Underneath the clothes, they are no different from any other group of testosterone-poisoned bullies, weak and mean of spirit, wary of exposure, hiding unspeakable urges behind terrible acts. So it is, as well, with the thousand local incarnations of Hilltop Youth, the part-hippie, part-redneck gun-nut vanguard of permanent-occupation blackmail in the West Bank. Look past the exaggerated skullcaps and the exaggerated earlocks. Look instead at the funhouse-mirror ideology and the ritual Sabbath attacks on Palestinians and their property. Concentrate, for a moment, on the rock-throwing against IDF officers. Focus on their contempt for courts, the government, the Knesset, and you begin to see a pattern: Stripped to their essentials, these people are, in the most profound sense, non-Jews. Not merely because of their vehemence in whoring after false gods of "modesty" and settlement. More to the point, these are people who hate Jews. They have no use for them. They have no use for Jews who are liberal in outlook, temperate in behavior, believers in a Judaism that leans more to the universalist vision of the prophets than to the Amalek-must-die Dahiya Doctrine of Exodus. Which is, worldwide, most Jews.
In fact, the extremists who blacken our lives have little use for most Israelis, Jews or Arabs, and certainly none for the huge majority who supported the social justice movement this year. They look for support elsewhere, often abroad, often to actual non-Jews, with whom they have made bizarre common cause.
But because this was a year in which the country was often stripped naked, we also saw, over and over, acts of quiet heroism. The Shalit family in their struggle to free captured IDF soldier Gilad Shalit. The Margolese family of Beit Shemesh in their struggle to protect 8-year-old Na'ama, the daughter of North American immigrants who became a poster child for the national debate over the exclusion of women. Tanya Rosenblit in her effort to be recognized as a human with rights on a public bus. The rape survivors whose testimony sent a former president of Israel to prison.
The list is long, and also includes heroism far from the public eye, as in the case of the NISPED organization, a Negev Arab-Jewish coexistence and development association, whose Be'er Sheva office for volunteers was torched this month. What these people are telling us is that we do not have to settle for a Jewish state that does to the world what the yeshiva punks of Beit Shemesh do to women and girls: spitting at those who are, or should be, our neighbors and allies, cursing those who are part of us.
If we could truly see Israel naked, we would need to make a decision. A decision about what a Jewish state should become, what Judaism is. What they will be, in this generation and those to follow. Maybe we already have. Perhaps it is Judaism itself that this corrosive year has flayed naked. Telling us that the Judaism that was created by, for and in a relentlessly hostile Diaspora, needs to adapt to a world in which that reality no longer exists. Yes, we were a people hunted; stateless; defenseless; powerless; subject to humiliation and pogrom, exclusion and expulsion and massacre. But the survival mechanisms which sustained us also produced horrible beliefs about non-Jews and credos of superiority regarding Jews - a secret arsenal of bigotry and contempt. Now bared for all to experience.

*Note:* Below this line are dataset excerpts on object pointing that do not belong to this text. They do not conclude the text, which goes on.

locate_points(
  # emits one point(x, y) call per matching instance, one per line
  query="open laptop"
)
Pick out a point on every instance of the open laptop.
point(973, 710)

If we could see the Jewish world naked, we might well see a new Judaism emerging this new year, a community of faith which fosters compassion and coexistence rather than the bullying, non-Jewish shandas of Beit Shemesh and mosque-burnings and no compromise and Avigdor Lieberman.
A new Judaism. Stripped of xenophobia and 19th-century clothes for 21st-century issues. In the long run, it could save the Jewish people from extinction. If we're lucky, it could save Israel as well.